Yen-Liang Chen received the B.S. degree in communication engineering from National Chiao Tung University, Hsinchu, Taiwan, and the Ph.D. degree in electronic engineering from National Taiwan University, Taipei, Taiwan, in 2005 and 2011, respectively.

He is currently serving military duty in Taiwan. His current research interests include VLSI implementation of digital signal processing algorithms, adaptive filtering, reconfigurable architecture, and digital communication systems.



Cheng-Zhou Zhan received the B.S. and M.S. degrees in electronic engineering from National Taiwan University, Taipei, Taiwan, in 2005 and 2007, respectively, where he is currently pursuing the Ph.D. degree in electronic engineering.

His current research interests include the design of VLSI architectures and circuits for digital signal processing and communication systems.

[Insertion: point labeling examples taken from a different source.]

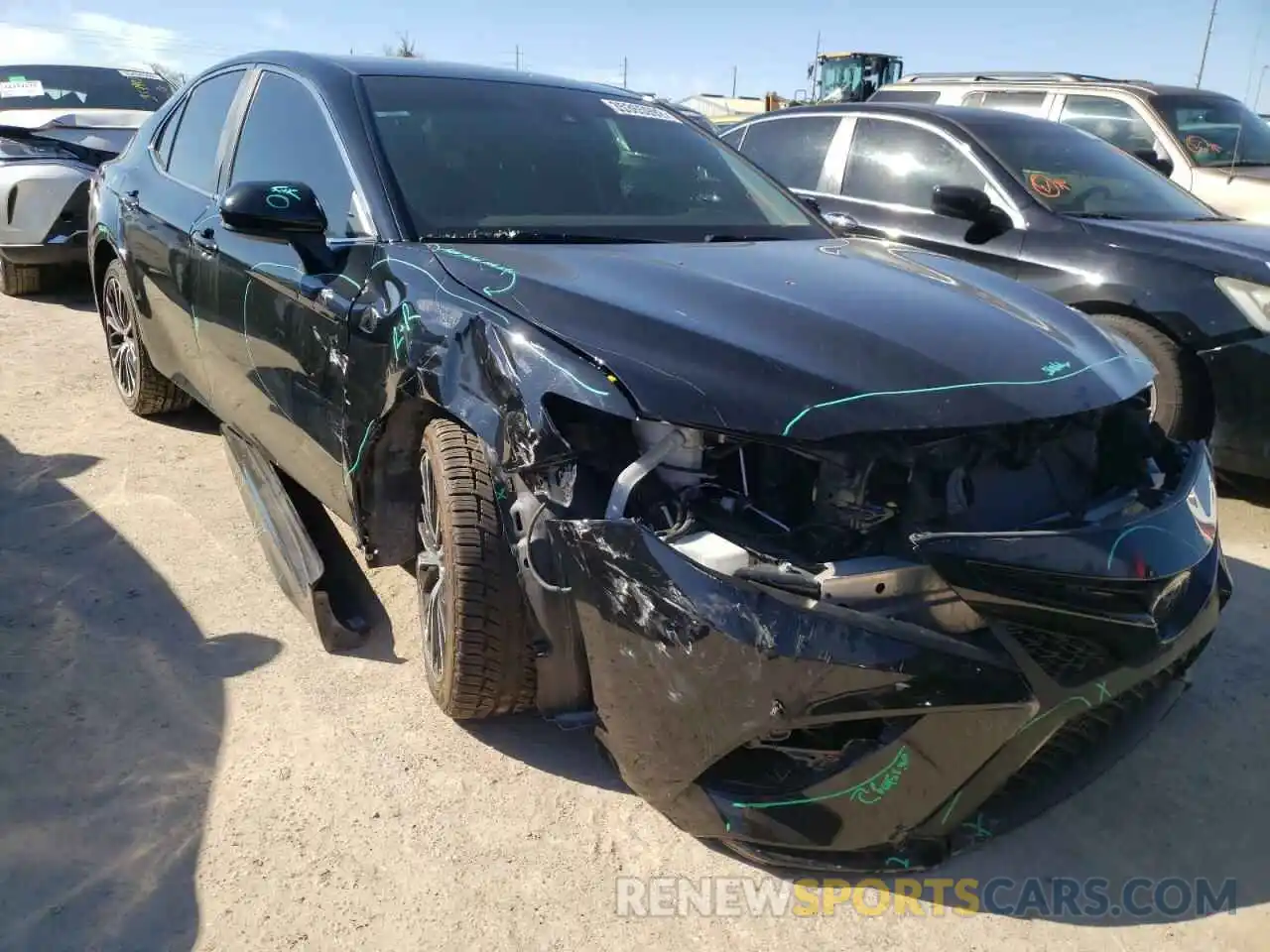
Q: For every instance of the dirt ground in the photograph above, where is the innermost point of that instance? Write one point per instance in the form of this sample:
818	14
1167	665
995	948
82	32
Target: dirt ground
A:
183	767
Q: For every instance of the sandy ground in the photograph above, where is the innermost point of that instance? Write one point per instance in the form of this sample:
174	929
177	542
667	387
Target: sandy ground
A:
182	766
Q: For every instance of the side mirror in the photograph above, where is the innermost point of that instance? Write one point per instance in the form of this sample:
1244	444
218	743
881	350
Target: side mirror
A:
838	221
1160	163
273	208
961	202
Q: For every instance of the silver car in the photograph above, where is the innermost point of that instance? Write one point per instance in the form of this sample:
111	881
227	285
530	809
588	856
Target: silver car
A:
1207	143
58	125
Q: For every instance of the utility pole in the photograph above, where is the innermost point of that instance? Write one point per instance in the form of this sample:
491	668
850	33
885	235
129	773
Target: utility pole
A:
1207	37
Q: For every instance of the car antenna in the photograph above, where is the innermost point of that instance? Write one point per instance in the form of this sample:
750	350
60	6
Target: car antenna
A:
1234	154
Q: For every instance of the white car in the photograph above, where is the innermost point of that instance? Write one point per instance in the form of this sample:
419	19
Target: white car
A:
58	125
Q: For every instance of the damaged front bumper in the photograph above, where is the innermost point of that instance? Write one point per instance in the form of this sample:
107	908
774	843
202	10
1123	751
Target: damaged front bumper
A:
811	733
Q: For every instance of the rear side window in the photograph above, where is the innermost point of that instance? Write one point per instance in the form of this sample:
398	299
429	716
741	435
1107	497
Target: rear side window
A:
1118	122
792	150
1029	103
194	149
905	95
284	113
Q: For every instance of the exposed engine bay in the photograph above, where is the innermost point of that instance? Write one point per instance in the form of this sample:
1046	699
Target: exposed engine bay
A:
837	522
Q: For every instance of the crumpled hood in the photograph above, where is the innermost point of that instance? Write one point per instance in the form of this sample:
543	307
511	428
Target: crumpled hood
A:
1210	244
808	339
107	130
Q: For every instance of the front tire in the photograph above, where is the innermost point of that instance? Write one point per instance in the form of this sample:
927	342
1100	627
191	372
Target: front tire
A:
475	648
1178	395
143	389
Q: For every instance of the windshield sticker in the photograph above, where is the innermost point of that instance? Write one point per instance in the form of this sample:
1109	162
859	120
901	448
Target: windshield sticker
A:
1198	145
1048	185
12	89
643	109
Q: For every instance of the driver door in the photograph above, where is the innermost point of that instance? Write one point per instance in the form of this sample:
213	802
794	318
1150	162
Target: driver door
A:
281	306
887	182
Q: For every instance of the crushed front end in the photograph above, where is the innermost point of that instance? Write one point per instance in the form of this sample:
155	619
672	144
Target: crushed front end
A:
867	655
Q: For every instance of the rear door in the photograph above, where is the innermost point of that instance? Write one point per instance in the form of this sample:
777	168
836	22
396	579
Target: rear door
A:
276	309
889	176
158	213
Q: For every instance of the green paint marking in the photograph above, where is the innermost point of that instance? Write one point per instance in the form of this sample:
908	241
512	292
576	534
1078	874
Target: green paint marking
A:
361	449
509	273
951	388
976	828
866	792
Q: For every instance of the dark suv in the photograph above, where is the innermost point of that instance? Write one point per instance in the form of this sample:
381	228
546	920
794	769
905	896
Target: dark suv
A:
1065	212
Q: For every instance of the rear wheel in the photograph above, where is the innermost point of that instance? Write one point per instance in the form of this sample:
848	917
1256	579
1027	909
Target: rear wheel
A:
1178	394
143	389
21	280
475	649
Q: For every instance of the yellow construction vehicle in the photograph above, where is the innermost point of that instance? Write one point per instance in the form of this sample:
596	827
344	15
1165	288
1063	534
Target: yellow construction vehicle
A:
843	77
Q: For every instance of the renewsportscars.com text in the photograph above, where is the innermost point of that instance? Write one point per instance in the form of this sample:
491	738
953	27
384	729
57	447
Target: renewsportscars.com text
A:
1138	897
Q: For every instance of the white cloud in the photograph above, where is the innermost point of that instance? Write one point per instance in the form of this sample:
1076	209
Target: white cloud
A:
95	40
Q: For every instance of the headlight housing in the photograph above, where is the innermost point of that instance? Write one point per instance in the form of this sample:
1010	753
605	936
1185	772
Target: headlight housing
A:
1251	298
33	149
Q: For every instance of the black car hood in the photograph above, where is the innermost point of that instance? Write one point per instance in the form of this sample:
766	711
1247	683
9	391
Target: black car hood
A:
808	339
1210	244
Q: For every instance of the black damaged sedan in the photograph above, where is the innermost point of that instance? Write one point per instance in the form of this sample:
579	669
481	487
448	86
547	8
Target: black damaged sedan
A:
853	553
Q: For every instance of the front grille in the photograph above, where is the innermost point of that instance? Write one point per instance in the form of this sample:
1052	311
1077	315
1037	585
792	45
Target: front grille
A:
1069	658
1075	743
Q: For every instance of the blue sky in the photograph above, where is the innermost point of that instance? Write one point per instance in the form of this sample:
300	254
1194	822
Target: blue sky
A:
672	49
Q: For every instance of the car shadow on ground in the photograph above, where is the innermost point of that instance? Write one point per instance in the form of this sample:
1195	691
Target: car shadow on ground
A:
1176	830
111	712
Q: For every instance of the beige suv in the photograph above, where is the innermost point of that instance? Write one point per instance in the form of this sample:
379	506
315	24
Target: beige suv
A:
1206	143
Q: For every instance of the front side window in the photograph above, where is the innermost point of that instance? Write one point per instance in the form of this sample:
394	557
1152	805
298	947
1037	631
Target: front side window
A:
1076	173
898	163
194	149
80	87
1215	130
284	114
495	160
1029	103
1111	119
792	150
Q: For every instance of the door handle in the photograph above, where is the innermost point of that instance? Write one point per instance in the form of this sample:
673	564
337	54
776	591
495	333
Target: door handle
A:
204	239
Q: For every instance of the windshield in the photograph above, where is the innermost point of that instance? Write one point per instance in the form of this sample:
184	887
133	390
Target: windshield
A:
1072	172
1215	130
80	87
492	159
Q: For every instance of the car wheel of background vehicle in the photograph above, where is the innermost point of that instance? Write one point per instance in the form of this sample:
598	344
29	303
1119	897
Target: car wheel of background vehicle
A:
143	389
1178	391
19	280
475	649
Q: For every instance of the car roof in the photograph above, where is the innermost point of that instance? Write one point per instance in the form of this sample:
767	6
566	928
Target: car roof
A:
947	116
320	66
919	81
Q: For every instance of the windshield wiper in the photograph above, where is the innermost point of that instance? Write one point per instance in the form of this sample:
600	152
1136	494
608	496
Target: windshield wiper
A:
535	235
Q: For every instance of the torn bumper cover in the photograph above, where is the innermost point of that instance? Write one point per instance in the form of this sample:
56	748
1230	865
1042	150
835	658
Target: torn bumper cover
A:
807	734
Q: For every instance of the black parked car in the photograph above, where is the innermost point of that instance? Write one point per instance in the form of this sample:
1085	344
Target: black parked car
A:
826	538
1071	214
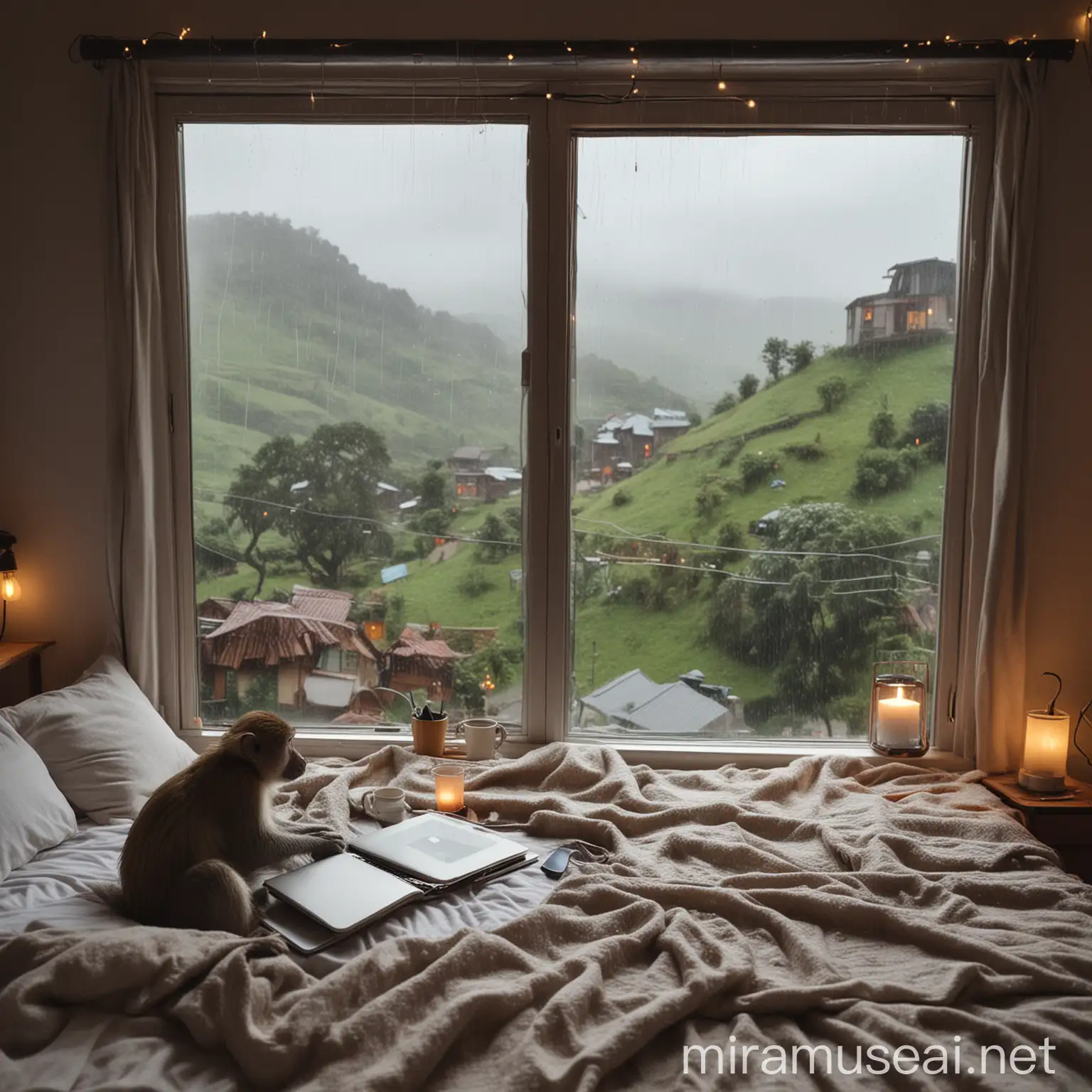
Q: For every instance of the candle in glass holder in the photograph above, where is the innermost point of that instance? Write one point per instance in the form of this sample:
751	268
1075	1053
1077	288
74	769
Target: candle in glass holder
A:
898	721
449	788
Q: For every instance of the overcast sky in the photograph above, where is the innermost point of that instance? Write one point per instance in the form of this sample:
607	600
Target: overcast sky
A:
440	210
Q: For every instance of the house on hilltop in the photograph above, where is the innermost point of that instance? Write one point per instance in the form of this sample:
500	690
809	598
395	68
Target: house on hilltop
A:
631	439
920	305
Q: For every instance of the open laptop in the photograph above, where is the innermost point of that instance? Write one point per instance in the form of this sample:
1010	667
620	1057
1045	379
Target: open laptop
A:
326	900
436	849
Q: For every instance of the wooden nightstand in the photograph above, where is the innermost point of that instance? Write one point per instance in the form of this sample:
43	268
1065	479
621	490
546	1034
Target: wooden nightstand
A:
1064	825
28	655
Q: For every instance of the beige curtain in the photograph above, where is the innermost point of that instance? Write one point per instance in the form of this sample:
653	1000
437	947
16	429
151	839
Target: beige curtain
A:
990	699
142	577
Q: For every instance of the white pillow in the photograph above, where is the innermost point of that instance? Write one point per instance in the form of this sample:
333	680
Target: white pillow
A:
33	813
103	743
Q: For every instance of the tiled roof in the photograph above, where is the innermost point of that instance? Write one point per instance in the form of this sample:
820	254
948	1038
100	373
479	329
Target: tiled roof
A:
321	603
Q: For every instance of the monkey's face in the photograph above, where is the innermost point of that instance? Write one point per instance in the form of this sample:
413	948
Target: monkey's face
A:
264	741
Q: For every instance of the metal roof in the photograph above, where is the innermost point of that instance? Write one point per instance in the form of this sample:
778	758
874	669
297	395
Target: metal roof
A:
665	708
321	603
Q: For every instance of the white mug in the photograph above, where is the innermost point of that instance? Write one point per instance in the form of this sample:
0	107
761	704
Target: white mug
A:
387	805
482	737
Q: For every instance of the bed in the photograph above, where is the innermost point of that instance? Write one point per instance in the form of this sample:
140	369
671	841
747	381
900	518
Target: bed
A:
829	904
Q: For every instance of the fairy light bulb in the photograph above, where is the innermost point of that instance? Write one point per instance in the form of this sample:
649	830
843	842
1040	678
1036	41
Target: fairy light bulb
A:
9	588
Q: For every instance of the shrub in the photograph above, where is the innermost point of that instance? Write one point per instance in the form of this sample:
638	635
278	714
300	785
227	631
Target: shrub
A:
748	385
882	429
756	469
882	472
474	583
833	393
724	403
801	355
928	429
497	540
806	452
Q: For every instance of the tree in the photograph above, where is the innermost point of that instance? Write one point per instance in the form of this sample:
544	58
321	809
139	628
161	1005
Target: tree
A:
801	355
434	487
724	403
496	540
833	393
336	511
260	495
882	472
774	354
882	429
796	619
928	430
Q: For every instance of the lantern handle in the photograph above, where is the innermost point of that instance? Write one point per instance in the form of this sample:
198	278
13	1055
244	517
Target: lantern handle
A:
1054	700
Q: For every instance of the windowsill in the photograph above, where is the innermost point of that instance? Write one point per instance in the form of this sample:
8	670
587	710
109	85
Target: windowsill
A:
674	756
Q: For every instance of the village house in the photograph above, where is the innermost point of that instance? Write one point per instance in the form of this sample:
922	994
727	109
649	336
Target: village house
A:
919	305
625	442
308	643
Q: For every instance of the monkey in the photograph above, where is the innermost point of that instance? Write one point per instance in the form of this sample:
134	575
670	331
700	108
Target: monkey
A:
205	830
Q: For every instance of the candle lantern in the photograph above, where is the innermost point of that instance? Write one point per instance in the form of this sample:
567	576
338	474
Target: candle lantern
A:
449	788
896	723
1046	751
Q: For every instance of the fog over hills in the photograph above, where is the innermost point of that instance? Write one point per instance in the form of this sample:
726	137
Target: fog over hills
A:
699	343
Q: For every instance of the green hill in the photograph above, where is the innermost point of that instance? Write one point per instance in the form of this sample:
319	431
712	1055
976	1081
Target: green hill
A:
287	334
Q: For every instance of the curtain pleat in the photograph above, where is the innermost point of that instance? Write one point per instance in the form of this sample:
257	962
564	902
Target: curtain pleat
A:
142	577
988	727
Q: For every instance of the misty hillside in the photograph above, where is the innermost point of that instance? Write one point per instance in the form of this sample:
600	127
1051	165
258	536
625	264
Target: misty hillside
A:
287	334
699	343
703	342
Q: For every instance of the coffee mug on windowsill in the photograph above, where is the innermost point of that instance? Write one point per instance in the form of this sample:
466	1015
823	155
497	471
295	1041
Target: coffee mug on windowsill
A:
387	805
483	737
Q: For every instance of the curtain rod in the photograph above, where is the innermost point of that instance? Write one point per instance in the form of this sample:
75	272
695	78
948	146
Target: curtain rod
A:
501	54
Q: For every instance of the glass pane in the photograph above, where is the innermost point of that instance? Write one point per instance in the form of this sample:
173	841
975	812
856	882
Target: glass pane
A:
356	301
764	350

**Ting-Jyun Jheng** received the B.S. degree from National Chiao Tung University, Hsinchu, Taiwan, and the M.S. degree from National Taiwan University, Taipei, Taiwan, in 2007 and 2009, respectively, both in electronic engineering.

He is currently an Engineer with MediaTek Inc., Hsinchu. His current research interests include the design of VLSI architectures and circuits for digital signal processing and communication systems.



An-Yeu (Andy) Wu (S'91–M'96) received the B.S. degree from National Taiwan University, Taipei, Taiwan, in 1987, and the M.S. and Ph.D. degrees from the University of Maryland, College Park, in 1992 and 1995, respectively, all in electrical engineering.

He was a Technical Staff Member with AT&T Bell Laboratories, Murray Hill, NJ, from August 1995 to July 1996, working on high-speed transmission integrated circuit designs. From 1996 to 2000, he was with the Electrical Engineering Department, National Central University, Taoyuan, Taiwan. In

2000, he joined the Faculty of the Department of Electrical Engineering and the Graduate Institute of Electronics Engineering, National Taiwan University, where he is currently a Professor. His current research interests include low-power/high-performance VLSI architectures for digital signal processing and communication applications, adaptive/multi-rate signal processing, reconfigurable broadband access systems and architectures, and SoC platform for software/hardware co-design.

Dr. Wu was the recipient of the A-class Research Award from the National Science Council four times. He has served on many technical program committees of IEEE international conferences. He was an Associate Editor of the IEEE Transactions on Circuits and Systems—Part II: Express Briefs and the IEEE Transactions on Signal Processing.